Die Patienten könnten zu jedem Zeitpunkt des Verfahrens Gehör bei den Mitarbeitern der Kommission finden, betonte die ärztliche Leiterin Dr. Marion Wüller.
"Wir sind bereit, jederzeit alles offen zu legen." Manche Patienten scheuten aber vielleicht davor zurück, sich bei Rückfragen oder Unzufriedenheit selbst an die Kommission zu wenden, sagte Wüller.

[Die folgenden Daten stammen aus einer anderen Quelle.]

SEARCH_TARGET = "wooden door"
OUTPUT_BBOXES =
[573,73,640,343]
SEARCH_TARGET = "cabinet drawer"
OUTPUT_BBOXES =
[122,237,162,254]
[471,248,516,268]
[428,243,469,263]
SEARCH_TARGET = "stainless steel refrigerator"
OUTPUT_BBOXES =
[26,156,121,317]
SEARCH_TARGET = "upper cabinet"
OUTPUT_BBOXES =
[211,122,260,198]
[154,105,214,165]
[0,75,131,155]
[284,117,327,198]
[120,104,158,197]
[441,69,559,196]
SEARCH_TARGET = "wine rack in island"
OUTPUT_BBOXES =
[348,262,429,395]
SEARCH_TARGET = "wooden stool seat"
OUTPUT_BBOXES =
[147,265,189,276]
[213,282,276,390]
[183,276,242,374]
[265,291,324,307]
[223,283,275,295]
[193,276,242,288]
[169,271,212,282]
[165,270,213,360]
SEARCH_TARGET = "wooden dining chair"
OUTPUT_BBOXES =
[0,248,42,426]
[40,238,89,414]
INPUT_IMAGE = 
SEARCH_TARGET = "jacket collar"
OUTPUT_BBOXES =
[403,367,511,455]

Ein Patientenvertreter soll in Westfalen-Lippe deshalb dafür sorgen, dass die Patienten ihre Interessen bei der Kommission nachhaltig zu Gehör bringen können.
Dr. Willibert Strunz, der ehemalige Geschäftsführer der Landesarbeitsgemeinschaft Selbsthilfe in Nordrhein-Westfalen, hat die Arbeit als Patientenvertreter Anfang dieses Jahres aufgenommen.
Die ÄKWL habe keinen Einblick in seine bisherigen Erfahrungen, sagte Präsident Dr. Theodor Windhorst.
Strunz hatte die Teilnahme an der Pressekonferenz kurzfristig abgesagt. "Der Patientenvertreter ist keine Alibi-Funktion, sondern er nimmt Einsicht in die Arbeit der Kommission", stellte Windhorst klar.
2014 gingen 1517 Anträge bei der Kommission ein, nach 1440 im Jahr zuvor. Der Präsident bewertete die Zunahme positiv. "Jeder Patient, der nach einer Behandlung in einer Ungewissheit steckt, sollte das klären lassen."
1031 erledigte Verfahren
Bei 14 Prozent der 1031 erledigten Verfahren stellten die Gutachter einen Behandlungsfehler mit Kausalität für einen Gesundheitsschaden fest, bei vier Prozent einen Gesundheitsschaden ohne Kausalität.
Die im Vergleich zu anderen Kommissionen niedrige Behandlungsfehlerquote erklärte Wüller damit, dass die Kommission in Westfalen-Lippe keine Entscheidung fällt, wenn zwei Gutachter zu unterschiedlichen Ergebnissen kommen.
Wird ein Behandlungsfehler festgestellt, sei es wichtig, dass die Ärzte proaktiv auf die Patienten zugehen, damit sie mit den medizinischen und psychischen Belastungen nicht allein bleiben, betonte Windhorst. "Da müssen wir noch besser werden."